Wednesday, May 8, 2013

Ghost Town di China

Oleh: Helmi Junaidi




 
Menyambung soal suku semut, jangan lupa juga membaca artikel tentang ghost towns di Cina. Kota-kota yang kosong melompong di mana-mana, dibangun semata-mata untuk mencapai target angka-angka pertumbuhan ekonomi di atas kertas sambil dengan enaknya melupakan daya beli masyarakat. 

Lihat misalnya di artikel ini, Ghost towns of China: Satellite images show cities lying completely deserted. Lihat juga China Ghost Cities di dateline SBS ini. Ada 64 juta apartemen dan rumah kosong, sementara jutaan suku semut tak punya rumah. Sad and ironic. :( Kisah mubazir yang luar biasa besar-besaran. Yang pertama kali harus dibangun memang adalah daya beli (gaji/pendapatan) masyarakat. Bila rakyat sudah kaya, jualan apa pun laku. Rumus pertumbuhan ekonomi memang sudah saatnya wajib diubah, seperti yang saya bilang berkali-kali, yakni dengan cara mengukur pertumbuhan saldo gaji pekerja.

Bayangkan saja, 64 juta apartemen kosong! Seluruh penduduk Jakarta plus warga Jabar muat dijebloskan disitu. Satu orang (bukan satu keluarga) dapat satu apartemen.

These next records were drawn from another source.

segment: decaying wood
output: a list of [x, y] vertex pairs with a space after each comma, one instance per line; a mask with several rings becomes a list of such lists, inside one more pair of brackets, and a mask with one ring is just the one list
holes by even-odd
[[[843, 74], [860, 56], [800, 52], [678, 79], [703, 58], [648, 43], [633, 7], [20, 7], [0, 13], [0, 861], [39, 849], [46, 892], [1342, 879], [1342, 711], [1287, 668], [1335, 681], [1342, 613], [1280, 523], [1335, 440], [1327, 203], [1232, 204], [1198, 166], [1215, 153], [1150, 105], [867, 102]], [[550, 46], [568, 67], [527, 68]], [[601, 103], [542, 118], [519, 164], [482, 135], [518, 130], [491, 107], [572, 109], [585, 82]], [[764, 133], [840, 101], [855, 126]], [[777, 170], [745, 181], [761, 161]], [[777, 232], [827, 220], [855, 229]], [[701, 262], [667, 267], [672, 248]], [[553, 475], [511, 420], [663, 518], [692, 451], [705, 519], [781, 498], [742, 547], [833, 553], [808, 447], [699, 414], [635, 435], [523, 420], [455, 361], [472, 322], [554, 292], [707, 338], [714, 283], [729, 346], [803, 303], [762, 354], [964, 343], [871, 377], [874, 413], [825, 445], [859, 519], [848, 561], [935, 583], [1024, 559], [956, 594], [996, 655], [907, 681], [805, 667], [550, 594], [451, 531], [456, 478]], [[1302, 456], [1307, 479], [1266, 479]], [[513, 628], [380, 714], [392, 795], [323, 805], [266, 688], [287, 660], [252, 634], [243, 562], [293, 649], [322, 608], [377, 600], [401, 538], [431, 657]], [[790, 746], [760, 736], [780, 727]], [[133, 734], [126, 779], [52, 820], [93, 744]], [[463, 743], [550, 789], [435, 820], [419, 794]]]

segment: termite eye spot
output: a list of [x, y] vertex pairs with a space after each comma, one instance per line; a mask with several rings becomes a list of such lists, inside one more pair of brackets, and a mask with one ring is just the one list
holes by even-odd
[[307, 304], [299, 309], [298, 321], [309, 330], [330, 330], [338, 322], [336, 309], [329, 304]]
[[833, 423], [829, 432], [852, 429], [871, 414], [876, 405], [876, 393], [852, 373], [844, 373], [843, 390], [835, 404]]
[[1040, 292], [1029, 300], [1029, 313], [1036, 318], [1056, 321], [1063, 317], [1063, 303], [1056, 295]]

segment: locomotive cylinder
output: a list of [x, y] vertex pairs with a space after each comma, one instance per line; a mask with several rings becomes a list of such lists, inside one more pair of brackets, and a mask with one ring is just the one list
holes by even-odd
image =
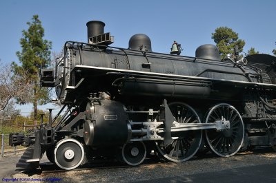
[[86, 145], [94, 147], [122, 145], [131, 136], [127, 125], [128, 117], [121, 103], [103, 100], [100, 105], [87, 107], [86, 113], [87, 120], [83, 127]]

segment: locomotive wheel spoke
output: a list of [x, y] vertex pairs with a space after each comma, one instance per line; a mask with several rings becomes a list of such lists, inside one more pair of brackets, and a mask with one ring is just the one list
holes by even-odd
[[230, 129], [206, 131], [206, 138], [210, 149], [221, 157], [235, 155], [241, 147], [244, 137], [244, 127], [238, 111], [228, 104], [219, 104], [208, 112], [206, 123], [213, 123], [225, 118], [230, 122]]
[[[182, 103], [172, 103], [168, 106], [178, 123], [200, 123], [197, 114], [189, 105]], [[172, 137], [177, 138], [168, 147], [164, 145], [164, 141], [156, 142], [158, 153], [168, 161], [184, 162], [197, 153], [201, 142], [202, 131], [193, 130], [172, 132]]]
[[83, 158], [83, 147], [77, 140], [62, 140], [55, 149], [55, 162], [61, 169], [74, 169], [81, 164]]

Bila satu keluarga dapat satu, katakan satu apartemen muat 4 orang, maka seluruh penduduk Indonesia muat dijebloskan disana!! Luar biasa!!! Gara-gara teori ekonomi yang keliru diterapkan. Entah siapa yang mengarang teori tersebut. Bagaimana? Ganti menganut teori saya saja sekarang? Dijamin lebih afdhol.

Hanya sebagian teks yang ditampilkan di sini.